Les juges soulignent que le bien immobilier acquis par M. [Y], dont les plans et photographies sont versés aux débats, correspond à un besoin directement en lien avec le fait dommageable et ne présente aucun caractère somptuaire par rapport à ce qui est nécessaire pour satisfaire dignement son mode de vie avec sa famille dans des conditions aussi proches que possibles de celles qui auraient été les siennes dans la région de [Localité 2] si le fait dommageable n’était pas survenu, compte tenu du cadre de vie proche du littoral dont il bénéficiait antérieurement.

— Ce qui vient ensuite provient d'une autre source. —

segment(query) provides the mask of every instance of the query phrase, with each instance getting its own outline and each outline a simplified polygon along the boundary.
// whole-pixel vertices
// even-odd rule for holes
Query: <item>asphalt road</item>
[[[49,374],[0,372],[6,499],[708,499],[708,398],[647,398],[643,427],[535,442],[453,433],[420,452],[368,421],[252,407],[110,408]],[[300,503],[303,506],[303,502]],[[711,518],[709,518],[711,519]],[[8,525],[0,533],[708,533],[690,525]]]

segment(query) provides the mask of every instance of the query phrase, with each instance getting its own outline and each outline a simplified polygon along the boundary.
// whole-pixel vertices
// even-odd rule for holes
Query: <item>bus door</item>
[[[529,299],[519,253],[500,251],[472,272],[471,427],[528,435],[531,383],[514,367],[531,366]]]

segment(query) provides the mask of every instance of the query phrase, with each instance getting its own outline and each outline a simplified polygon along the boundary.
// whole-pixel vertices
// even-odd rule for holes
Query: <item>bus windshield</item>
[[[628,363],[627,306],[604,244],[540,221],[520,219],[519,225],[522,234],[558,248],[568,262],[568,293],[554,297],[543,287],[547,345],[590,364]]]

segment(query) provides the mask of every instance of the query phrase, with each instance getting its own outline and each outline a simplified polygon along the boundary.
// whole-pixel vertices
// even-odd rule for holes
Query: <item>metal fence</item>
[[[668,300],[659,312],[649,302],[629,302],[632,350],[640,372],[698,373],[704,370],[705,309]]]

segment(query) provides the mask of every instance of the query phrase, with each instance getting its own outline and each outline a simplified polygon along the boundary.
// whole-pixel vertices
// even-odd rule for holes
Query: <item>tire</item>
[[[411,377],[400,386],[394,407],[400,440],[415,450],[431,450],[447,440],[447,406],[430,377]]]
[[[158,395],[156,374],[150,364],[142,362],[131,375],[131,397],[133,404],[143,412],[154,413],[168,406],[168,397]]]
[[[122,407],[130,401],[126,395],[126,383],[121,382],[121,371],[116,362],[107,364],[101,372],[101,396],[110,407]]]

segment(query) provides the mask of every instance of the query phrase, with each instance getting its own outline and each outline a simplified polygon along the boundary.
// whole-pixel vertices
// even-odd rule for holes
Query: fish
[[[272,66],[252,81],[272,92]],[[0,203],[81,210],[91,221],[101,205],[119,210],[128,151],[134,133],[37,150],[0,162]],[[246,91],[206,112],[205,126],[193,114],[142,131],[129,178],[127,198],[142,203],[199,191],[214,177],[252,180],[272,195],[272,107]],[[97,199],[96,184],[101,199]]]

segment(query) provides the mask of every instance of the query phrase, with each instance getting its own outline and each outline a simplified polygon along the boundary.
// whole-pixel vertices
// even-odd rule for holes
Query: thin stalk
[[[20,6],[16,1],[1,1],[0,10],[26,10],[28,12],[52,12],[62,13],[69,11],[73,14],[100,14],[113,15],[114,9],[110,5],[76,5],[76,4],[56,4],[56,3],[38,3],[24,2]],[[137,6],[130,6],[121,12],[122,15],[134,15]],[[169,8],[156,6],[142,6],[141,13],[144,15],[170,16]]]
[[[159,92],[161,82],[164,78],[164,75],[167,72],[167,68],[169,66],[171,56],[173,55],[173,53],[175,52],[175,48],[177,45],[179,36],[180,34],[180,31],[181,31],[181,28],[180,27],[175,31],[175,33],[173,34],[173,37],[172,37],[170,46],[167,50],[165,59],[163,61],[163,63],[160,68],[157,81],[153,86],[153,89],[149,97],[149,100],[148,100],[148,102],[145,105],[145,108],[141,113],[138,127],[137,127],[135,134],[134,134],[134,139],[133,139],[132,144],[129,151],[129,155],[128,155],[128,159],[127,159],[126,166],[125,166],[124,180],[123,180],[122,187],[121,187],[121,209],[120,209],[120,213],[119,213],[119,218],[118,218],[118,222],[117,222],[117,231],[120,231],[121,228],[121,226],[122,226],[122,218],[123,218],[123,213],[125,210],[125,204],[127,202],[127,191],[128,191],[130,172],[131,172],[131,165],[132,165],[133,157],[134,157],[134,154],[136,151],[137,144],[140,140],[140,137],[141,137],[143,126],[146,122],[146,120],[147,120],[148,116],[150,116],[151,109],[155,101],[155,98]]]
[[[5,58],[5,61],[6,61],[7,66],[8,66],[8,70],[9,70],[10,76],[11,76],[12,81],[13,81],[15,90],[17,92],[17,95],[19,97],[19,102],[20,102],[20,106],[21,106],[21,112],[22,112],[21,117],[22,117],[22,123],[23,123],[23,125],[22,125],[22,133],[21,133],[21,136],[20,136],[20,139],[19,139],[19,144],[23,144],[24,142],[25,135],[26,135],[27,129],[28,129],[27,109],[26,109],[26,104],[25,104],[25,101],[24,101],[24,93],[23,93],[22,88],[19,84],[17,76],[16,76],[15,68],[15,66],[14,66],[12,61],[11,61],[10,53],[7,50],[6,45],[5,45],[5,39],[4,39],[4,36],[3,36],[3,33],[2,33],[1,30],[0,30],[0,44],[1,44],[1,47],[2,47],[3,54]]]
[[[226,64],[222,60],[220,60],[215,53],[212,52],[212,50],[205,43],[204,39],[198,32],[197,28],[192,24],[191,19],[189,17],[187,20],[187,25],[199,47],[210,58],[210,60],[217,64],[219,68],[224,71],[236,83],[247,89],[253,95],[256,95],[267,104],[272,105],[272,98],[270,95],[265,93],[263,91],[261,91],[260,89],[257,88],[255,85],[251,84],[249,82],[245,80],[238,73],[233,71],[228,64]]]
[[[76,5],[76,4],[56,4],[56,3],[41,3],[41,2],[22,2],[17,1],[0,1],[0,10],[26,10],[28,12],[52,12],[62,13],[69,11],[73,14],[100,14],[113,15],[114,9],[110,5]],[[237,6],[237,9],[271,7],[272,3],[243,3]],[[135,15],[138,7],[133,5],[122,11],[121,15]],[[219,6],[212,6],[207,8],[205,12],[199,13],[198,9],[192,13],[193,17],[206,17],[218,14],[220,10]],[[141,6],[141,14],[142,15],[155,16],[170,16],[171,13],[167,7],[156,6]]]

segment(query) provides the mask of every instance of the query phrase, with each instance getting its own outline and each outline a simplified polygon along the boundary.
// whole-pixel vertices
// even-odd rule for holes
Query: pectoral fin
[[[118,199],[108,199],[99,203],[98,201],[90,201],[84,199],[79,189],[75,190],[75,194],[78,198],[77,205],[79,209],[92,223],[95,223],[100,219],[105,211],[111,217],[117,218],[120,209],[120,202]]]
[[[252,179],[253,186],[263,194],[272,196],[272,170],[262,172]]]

Ils ajoutent que l’impératif d’assurer une réparation intégrale du préjudice justifie que soient donnés à M. [Y] les moyens techniques de pouvoir retrouver chez lui l’accès à des loisirs élémentaires dont il se trouve privé dans son quotidien en raison de son handicap, la baignade s’avérant au surplus bénéfique à l’apaisement des tensions résultant de la triplégie dont il est atteint.

Les juges constatent que M. [Y] se trouve, du fait de son handicap, placé dans l’incapacité totale d’entretenir une piscine et un jardin.

Ils retiennent que le surcoût d’entretien de ces équipements sera mis pour moitié à la charge de M. [G], la compagne de M. [Y] demeurant apte à assumer sa part de frais qui lui incombent conjointement.

En l’état de ces seules énonciations relevant de son appréciation souveraine des éléments de fait débattus devant elle, dont il résulte que les aménagements concernés et leur entretien ne constituent aucun enrichissement et n’ont pour objet que de procurer à la partie civile un logement lui garantissant des conditions de vie les plus équivalentes possible à celles qu’elle connaissait avant son accident, la cour d’appel n’a pas méconnu le principe visé au moyen 
».

Par conséquent, l’assureur du responsable de l’accident de la circulation sera tenu d’indemniser l’acquisition du terrain comportant la piscine, les frais liés à l’installation et au renouvellement du système de mise à l’eau adapté au handicap, les frais supplémentaires de consommation d’eau et le surcoût de l’entretien liés à la piscine et au jardin.